HMS Rook was a Royal Navy Cuckoo-class schooner, that Thomas Sutton built at Ringmore (Teignmouth) and launched in 1806. In 1808 two French privateers captured and burnt her as she was on her way back to Britain from Port-Royal, Jamaica

==Service==
She was commissioned by Lieutenant Joseph Griffiths for the North Sea. With Rook he was present at the surrender of the Danish Fleet after the Battle of Copenhagen (1807) on 7 September. (Note: The prize money amounted to £3 8s for an ordinary seaman, or just slightly over two months wages.) Rook also received a share, with many other ships in the British fleet at Copenhagen in August–September 1807, of the prize money for the capture of Odifiord and Benedicta (4 and 12 September).

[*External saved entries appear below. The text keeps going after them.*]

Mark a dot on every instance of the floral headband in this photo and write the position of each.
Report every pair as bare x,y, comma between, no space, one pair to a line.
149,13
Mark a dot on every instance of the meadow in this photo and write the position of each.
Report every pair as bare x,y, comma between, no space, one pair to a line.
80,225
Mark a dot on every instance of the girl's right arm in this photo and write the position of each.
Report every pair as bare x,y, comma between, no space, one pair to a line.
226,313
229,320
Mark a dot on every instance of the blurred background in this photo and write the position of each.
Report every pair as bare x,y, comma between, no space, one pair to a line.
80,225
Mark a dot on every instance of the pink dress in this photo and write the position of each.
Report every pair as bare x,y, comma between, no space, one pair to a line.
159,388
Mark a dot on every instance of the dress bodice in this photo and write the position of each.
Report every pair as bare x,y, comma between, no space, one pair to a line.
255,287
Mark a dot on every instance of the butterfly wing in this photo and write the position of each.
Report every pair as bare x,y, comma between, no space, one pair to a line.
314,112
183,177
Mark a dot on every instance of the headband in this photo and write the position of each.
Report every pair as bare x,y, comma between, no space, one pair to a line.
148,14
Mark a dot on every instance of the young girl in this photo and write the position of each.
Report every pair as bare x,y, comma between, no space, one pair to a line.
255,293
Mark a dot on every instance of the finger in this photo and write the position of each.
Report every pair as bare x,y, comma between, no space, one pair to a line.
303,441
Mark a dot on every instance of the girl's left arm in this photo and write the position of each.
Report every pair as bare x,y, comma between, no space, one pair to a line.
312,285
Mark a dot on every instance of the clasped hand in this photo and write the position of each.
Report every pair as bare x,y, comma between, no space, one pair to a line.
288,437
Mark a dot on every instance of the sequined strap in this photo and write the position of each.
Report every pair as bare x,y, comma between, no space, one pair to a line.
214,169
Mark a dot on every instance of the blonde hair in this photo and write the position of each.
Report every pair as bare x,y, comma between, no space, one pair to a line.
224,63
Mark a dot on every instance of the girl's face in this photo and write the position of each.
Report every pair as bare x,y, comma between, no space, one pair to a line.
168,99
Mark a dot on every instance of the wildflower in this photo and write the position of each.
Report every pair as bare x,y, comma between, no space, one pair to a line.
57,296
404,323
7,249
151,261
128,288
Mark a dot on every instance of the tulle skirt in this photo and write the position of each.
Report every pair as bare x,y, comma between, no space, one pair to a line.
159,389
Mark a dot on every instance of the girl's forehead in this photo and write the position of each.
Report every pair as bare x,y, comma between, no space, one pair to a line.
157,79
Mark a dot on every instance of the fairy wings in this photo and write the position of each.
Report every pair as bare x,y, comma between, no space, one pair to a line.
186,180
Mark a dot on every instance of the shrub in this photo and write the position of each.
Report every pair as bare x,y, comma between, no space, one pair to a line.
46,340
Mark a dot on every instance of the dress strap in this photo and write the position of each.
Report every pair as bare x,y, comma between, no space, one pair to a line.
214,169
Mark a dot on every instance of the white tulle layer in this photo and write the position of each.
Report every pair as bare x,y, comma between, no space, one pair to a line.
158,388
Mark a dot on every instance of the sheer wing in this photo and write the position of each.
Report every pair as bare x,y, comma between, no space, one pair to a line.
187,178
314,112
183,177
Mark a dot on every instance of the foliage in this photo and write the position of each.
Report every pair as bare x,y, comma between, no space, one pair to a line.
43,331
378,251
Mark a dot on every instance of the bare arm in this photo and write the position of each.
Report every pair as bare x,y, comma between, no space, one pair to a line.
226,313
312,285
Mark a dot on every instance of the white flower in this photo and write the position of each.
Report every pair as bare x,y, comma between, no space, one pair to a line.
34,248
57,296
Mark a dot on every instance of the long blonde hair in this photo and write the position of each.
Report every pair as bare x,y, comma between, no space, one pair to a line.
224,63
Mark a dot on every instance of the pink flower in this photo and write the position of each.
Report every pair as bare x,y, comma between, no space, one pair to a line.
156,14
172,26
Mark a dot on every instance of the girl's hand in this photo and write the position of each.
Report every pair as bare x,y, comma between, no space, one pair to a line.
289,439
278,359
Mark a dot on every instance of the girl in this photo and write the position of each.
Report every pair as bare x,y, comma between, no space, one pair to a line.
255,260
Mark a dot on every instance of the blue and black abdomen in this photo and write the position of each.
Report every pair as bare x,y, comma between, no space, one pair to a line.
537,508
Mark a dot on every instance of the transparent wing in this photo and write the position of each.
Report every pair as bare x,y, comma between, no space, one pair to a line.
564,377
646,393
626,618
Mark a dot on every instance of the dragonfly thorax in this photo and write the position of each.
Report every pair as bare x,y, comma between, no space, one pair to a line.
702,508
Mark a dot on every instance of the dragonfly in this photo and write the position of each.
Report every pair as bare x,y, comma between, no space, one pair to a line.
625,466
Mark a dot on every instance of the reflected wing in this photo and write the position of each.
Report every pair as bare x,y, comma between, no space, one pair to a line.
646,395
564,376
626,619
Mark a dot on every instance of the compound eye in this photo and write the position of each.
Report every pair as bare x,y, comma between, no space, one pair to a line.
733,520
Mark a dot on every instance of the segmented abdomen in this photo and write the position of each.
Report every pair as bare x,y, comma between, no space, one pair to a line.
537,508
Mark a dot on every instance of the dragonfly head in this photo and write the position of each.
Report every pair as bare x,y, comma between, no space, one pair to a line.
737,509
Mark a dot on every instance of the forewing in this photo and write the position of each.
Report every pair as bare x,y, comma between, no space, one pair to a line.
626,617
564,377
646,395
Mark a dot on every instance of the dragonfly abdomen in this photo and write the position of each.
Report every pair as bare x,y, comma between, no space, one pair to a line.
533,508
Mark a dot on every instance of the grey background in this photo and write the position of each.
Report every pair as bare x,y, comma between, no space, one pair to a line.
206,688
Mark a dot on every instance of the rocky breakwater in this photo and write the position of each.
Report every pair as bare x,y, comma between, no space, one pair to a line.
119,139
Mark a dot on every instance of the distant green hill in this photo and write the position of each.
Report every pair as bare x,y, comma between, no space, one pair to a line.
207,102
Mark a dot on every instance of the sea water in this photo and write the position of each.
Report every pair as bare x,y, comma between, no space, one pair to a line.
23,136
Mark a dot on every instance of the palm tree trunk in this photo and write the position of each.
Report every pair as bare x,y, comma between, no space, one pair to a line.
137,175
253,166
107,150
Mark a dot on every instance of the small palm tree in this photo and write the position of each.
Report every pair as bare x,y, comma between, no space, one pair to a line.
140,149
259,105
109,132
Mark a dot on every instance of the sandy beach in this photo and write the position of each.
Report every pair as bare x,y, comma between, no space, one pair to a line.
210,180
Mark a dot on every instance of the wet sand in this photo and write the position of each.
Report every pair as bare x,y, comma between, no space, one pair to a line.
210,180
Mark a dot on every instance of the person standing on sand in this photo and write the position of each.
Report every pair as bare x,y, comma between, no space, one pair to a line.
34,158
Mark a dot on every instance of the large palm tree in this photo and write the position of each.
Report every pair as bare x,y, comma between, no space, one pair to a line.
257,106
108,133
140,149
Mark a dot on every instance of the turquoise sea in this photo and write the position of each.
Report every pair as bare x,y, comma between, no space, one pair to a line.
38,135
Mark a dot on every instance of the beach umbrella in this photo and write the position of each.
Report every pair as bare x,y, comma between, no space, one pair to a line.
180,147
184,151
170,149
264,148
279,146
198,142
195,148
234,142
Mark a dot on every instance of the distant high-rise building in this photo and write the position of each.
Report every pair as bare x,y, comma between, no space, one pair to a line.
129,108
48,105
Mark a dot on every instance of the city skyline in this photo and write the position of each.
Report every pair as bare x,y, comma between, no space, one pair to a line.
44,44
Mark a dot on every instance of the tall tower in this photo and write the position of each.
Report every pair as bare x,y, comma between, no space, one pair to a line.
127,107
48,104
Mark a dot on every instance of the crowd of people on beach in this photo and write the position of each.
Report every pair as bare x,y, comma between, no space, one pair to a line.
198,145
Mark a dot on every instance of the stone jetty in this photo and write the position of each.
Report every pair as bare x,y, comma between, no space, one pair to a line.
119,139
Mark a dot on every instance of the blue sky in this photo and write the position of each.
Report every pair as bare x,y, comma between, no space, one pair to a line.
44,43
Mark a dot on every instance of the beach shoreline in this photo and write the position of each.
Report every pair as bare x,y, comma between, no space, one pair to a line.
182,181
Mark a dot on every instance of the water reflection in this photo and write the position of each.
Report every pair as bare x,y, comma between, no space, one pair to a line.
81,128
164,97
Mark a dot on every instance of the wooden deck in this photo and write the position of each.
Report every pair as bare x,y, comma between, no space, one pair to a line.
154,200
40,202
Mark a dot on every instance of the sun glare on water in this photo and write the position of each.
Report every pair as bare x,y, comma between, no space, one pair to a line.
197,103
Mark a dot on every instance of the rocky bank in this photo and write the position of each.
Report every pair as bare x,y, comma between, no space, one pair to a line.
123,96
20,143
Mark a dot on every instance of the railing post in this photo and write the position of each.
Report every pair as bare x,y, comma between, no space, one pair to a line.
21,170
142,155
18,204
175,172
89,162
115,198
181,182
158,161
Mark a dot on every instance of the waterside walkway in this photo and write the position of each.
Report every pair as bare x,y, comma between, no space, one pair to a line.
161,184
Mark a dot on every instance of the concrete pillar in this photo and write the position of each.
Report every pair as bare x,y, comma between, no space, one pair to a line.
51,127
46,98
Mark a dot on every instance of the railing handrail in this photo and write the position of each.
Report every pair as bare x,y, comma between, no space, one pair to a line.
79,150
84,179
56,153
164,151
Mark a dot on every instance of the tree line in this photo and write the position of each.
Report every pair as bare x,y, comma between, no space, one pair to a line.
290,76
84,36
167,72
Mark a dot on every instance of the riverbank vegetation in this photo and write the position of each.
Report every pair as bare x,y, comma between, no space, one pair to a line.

In 1808 Lieutenant James Lawrence took command of Rook. On 28 June, under orders from Admiral Young, she set sail from Plymouth in England to the West Indies. After refitting and taking on specie, on 13 August she left Port-Royal (Jamaica) for Britain with despatches. A French schooner shadowed her for two days, but Rook somehow evaded the hostile French ship.

On 18 August Rook, still on her way to Britain with despatches, had the misfortune (having dodged one threat) to meet with two French privateers off Cape St. Nicholas (San Domingo). The larger French schooner carried 12 guns and the smaller schooner 10 guns. An unusually accurate shot by Lieutenant Lawrence killed the captain of the largest privateer. After an hour-and-a-half hard fighting, the two privateers succeeded in taking Rook by boarding her. In all, she had three crew members killed, including Lawrence, killed by a musket shot, and 11 wounded (including the Master's Mate - the second in command). The French stripped the survivors naked, including the wounded, and put them into a boat. Before doing so, they kicked Lawrence's body, stabbed to death a wounded sergeant of the Royal Artillery, and threw some wounded overboard. Fortunately, the four unwounded men were able to bring the boat to land where they encountered hospitable natives.

==Fate==
The French intended to take Rook into port as a prize. However, the engagement had caused so much damage to her the French instead decided to set her on fire. They then sailed away as she burned and sank.

==Postscript==
In 1810 James Auchie & Co., London, sued their insurers for six cases of specie, each containing $2000, carried in Rook and consigned to the company. However, as Lawrence had signed the Bill of Lading "contents unknown" and as there was no other evidence beyond some notations in the margin of the bill, the judge dismissed the suit.